It is vital for buyers and sellers of equestrian properties to have the same understanding of ‘vacant possession’ to ensure one man’s treasure is not another man’s rubbish.
A seller is during the normal legal process required to remove all rubbish and give vacant possession of the equestrian property and land. Equestrian properties are the ideal place to stash disused and abandoned machinery, piles of broken fence posts, reems of old electric tape, broken brooms and pitchforks all of which should technically be cleared before legal completion to give vacant possession unless otherwise agreed with the buyer.

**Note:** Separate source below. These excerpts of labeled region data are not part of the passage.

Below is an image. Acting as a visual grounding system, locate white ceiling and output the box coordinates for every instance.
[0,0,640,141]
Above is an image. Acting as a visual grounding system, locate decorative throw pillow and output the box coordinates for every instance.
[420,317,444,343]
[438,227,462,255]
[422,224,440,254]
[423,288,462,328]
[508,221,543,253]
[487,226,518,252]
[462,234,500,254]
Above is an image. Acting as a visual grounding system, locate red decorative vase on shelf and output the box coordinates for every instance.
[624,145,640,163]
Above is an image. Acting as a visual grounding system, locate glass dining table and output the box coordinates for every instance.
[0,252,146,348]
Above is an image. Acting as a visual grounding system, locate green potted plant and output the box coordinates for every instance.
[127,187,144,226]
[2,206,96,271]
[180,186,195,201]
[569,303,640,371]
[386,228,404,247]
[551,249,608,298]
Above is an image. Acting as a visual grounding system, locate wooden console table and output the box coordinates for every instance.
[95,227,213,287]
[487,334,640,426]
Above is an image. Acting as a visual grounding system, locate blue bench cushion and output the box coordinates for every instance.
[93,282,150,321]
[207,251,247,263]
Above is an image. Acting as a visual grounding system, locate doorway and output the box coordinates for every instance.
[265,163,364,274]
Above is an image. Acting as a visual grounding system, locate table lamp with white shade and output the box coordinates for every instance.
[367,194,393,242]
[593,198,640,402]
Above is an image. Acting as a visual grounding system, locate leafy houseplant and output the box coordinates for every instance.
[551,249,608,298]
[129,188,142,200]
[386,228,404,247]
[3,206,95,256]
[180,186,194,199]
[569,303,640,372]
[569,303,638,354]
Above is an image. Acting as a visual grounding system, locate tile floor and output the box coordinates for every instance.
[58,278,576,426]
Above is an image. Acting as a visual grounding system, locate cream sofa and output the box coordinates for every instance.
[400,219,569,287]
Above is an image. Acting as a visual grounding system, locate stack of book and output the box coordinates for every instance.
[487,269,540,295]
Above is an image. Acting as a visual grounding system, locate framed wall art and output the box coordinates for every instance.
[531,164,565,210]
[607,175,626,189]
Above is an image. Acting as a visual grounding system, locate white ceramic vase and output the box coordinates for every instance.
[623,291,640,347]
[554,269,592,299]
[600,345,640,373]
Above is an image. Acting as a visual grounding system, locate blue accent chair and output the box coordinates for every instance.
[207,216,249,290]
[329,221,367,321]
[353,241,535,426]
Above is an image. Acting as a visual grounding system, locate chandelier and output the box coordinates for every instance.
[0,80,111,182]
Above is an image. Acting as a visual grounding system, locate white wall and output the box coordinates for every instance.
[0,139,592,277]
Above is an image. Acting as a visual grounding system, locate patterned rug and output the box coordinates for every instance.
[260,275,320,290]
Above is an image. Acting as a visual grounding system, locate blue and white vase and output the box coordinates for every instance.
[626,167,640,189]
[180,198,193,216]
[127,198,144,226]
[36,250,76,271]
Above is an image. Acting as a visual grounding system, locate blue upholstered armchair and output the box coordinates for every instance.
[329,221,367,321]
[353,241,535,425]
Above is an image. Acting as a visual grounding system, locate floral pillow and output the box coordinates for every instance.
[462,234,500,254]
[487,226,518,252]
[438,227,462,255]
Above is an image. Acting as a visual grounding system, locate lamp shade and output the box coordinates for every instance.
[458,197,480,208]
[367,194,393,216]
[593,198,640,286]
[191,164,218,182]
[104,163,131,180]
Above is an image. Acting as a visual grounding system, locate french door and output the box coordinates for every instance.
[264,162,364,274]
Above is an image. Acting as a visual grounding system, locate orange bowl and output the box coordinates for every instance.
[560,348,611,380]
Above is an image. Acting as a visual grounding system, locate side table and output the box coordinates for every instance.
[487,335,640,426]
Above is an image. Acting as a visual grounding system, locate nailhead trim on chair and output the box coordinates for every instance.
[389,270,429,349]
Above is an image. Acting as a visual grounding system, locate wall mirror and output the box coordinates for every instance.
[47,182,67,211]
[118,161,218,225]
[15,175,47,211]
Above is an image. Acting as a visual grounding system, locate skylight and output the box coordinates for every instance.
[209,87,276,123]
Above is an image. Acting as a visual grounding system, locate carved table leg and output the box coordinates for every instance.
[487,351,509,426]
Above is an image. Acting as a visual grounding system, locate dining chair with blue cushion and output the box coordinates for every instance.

There is a leading 1946 authority relating to vacant possession. In that instance a basement in a leasehold property was held to be completely unusable due to the extent of rubbish left at completion by the seller. The court held that vacant possession had not been given and set out two alternative tests for this. Firstly, is the seller continuing to use the property for his or her own purposes in a “non trivial” way? In other words, leaving items at the property may be consistent with them looking to use the building. Secondly, is there a physical impediment which is a substantial obstacle to the buyer’s use of the property? Again, referring to the leaving of items at a property.
As well as rubbish the legal process aims to uncover any undocumented occupation of the equestrian property by third parties. For example, ponies grazing, sheep grazing, storage of items in unused stables. It is vital that these third parties vacate and clear the equestrian property prior to completion or if the buyer wishes to continue their arrangement to sign up to a formal licence or tenancy. Vacant possession would then be given subject to such licences or tenancies. When occupation is left un-documented a third party could make a claim for a secure tenancy, which can make it very difficult to gain a vacant equestrian property for a buyer.